Profecias

Anabela Fino

Quanto mais se fala do Afeganistão mais se agiganta o que continua por dizer, o que deliberadamente se esconde ou omite, numa sucessão sem fim de equívocos e enganos que mais e mais nos afastam da verdade sobre as causas de (mais) uma tragédia que as televisões nos servem em capítulos entre as notícias do acidente, o furacão do dia e as transferências do futebol.

No meio do ruído gerado, perder o essencial é um risco bem real, sobretudo se não há particular interesse dos poderes instituídos em dar-lhe o devido destaque.

Veja-se o caso do jornalista e programador australiano Julian Assange, fundador da Wikileaks, que em 2010 teve a ousadia de divulgar mais de 750 000 documentos confidenciais dos Estados Unidos, entre os quais registos da guerra do Afeganistão e do Iraque, que revelam crimes cometidos pelos soldados norte-americanos. A veracidade dos documentos e o seu interesse público não foram postos em causa, mas Assange tornou-se de imediato no protagonista involuntário da saga «matem o mensageiro».
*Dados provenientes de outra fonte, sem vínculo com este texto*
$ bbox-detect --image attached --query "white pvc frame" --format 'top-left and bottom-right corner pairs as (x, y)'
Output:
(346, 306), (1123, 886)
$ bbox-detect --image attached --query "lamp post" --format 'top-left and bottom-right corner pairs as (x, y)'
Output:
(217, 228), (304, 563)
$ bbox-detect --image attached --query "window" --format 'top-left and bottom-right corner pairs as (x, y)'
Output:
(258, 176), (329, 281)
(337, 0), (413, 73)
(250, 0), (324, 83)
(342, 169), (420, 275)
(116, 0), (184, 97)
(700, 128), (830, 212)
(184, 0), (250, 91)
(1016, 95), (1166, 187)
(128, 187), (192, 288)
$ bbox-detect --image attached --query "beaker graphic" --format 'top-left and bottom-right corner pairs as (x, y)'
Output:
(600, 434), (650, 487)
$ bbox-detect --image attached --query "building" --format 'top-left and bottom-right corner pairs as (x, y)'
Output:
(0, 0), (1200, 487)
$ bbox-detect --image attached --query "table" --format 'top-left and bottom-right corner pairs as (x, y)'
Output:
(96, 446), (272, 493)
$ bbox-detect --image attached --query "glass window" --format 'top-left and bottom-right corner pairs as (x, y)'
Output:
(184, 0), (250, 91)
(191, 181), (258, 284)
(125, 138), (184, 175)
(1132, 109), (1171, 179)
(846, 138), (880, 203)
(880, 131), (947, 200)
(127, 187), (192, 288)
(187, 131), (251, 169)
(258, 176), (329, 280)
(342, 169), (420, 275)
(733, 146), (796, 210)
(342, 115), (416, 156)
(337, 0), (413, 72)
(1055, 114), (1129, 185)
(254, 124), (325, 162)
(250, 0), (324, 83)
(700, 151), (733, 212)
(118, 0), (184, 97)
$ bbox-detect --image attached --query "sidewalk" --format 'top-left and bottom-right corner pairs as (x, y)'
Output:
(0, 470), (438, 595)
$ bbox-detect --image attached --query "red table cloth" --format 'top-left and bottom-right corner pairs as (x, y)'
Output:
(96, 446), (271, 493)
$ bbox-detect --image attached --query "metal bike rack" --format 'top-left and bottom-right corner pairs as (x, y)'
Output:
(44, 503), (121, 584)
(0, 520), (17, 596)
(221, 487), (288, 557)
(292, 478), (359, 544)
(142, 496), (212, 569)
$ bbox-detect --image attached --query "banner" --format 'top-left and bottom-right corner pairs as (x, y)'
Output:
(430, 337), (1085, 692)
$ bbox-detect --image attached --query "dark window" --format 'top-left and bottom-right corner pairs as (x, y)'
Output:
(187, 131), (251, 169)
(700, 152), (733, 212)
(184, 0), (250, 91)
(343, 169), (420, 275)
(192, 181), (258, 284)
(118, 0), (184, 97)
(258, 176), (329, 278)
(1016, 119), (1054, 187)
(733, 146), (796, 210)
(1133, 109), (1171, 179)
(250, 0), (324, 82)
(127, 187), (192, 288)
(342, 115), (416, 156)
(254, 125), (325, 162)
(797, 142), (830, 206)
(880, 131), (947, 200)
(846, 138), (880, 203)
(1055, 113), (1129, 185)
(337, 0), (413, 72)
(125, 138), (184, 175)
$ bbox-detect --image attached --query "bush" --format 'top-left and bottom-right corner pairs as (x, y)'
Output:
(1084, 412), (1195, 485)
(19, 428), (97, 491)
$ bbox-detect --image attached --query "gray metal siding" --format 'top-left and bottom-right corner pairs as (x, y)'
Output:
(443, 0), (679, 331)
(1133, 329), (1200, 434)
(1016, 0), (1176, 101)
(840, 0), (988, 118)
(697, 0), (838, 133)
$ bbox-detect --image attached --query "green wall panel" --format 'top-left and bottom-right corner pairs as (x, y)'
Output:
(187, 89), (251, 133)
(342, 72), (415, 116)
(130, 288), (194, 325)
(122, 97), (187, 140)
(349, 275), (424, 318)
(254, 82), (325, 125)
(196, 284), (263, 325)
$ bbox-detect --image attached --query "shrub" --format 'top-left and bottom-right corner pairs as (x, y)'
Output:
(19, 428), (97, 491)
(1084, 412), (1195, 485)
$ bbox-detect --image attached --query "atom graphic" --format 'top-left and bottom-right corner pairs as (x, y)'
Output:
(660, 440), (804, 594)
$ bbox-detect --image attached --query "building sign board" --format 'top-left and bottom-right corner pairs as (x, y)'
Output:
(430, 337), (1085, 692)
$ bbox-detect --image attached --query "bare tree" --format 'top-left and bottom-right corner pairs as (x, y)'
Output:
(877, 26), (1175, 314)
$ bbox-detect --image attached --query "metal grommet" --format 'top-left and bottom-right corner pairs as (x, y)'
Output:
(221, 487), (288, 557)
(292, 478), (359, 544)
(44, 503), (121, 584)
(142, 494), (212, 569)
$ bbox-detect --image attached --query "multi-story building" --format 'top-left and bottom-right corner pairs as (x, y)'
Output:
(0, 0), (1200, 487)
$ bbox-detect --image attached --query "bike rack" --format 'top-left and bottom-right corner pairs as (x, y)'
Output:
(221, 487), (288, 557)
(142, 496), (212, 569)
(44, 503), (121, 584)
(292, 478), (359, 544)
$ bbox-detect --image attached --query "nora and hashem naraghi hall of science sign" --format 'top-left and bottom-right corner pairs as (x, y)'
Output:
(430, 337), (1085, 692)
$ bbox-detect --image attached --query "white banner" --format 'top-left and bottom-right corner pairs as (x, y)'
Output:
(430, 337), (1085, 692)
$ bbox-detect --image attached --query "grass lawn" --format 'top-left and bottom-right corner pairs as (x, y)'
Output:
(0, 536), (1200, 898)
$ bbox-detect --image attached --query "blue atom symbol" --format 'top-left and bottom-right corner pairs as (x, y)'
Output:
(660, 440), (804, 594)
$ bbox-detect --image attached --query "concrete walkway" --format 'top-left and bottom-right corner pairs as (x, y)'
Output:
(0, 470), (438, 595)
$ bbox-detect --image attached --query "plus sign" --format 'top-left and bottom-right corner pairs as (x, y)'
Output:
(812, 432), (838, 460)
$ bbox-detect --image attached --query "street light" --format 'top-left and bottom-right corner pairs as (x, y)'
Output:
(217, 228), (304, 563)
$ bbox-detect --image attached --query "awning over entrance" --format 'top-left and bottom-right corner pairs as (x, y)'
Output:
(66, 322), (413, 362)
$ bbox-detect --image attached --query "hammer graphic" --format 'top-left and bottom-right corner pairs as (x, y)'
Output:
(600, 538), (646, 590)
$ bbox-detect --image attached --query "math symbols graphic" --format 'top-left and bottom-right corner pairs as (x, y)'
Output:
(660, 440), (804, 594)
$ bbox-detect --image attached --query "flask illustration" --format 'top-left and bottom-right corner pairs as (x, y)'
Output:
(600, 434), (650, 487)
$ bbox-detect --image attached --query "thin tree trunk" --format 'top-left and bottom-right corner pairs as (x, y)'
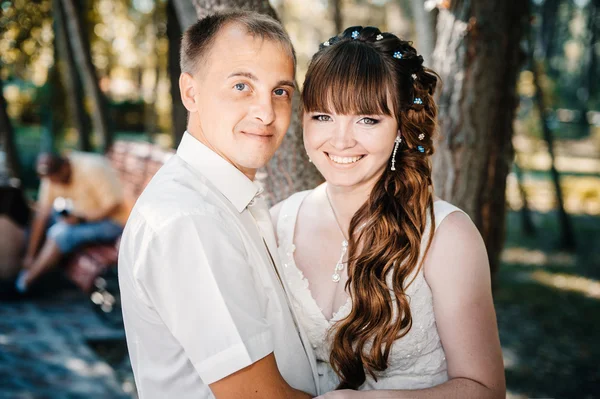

As hostilidades começaram com Obama, o democrata tão admirado no dito civilizado mundo ocidental, que ordenou a abertura das investigações; prosseguiram com a administração do incómodo Trump, que acusou Assange de «difundir documentos secretos e confidenciais» do Pentágono e do governo; e prossegue com Biden, que foi vice-presidente de Obama e não dá sinais de pretender abandonar o que a Amnistia Internacional classifica de acusações «motivadas politicamente» que colocaram Assange «no banco dos acusados da liberdade de imprensa e da liberdade de expressão».

Por estes dias, com o foco centrado no Afeganistão, não mereceu destaque o facto de o Alto Tribunal de Londres ter concedido um tempo suplementar aos advogados que em nome dos EUA pedem a extradição de Assange, para que possam alargar a fundamentação do pedido. A apresentação de novos argumentos ficou agora marcada para 27 e 28 de Outubro.

À ordem das autoridades britânicas desde Abril de 2019, depois de ter passado mais de sete anos na embaixada do Equador em Londres, onde foi preso após o presidente Lenin Moreno o ter trocado por favores da Casa Branca, o jornalista está debilitado física e psicologicamente, mas continua a ser um alvo a abater. Percebe-se.

Quando o aeroporto de Cabul se tornou no cenário da debandada dos EUA, parecem proféticas as palavras de Assange no Twitter, em 2011, quando disse que o objectivo da guerra do Afeganistão «não era uma guerra bem-sucedida», mas sim «usar o país para lavar dinheiro fora do espaço tributário americano e do espaço tributário europeu através do território afegão e trazê-lo de volta para as mãos das elites de segurança transnacionais». Missão cumprida. Mate-se o profeta.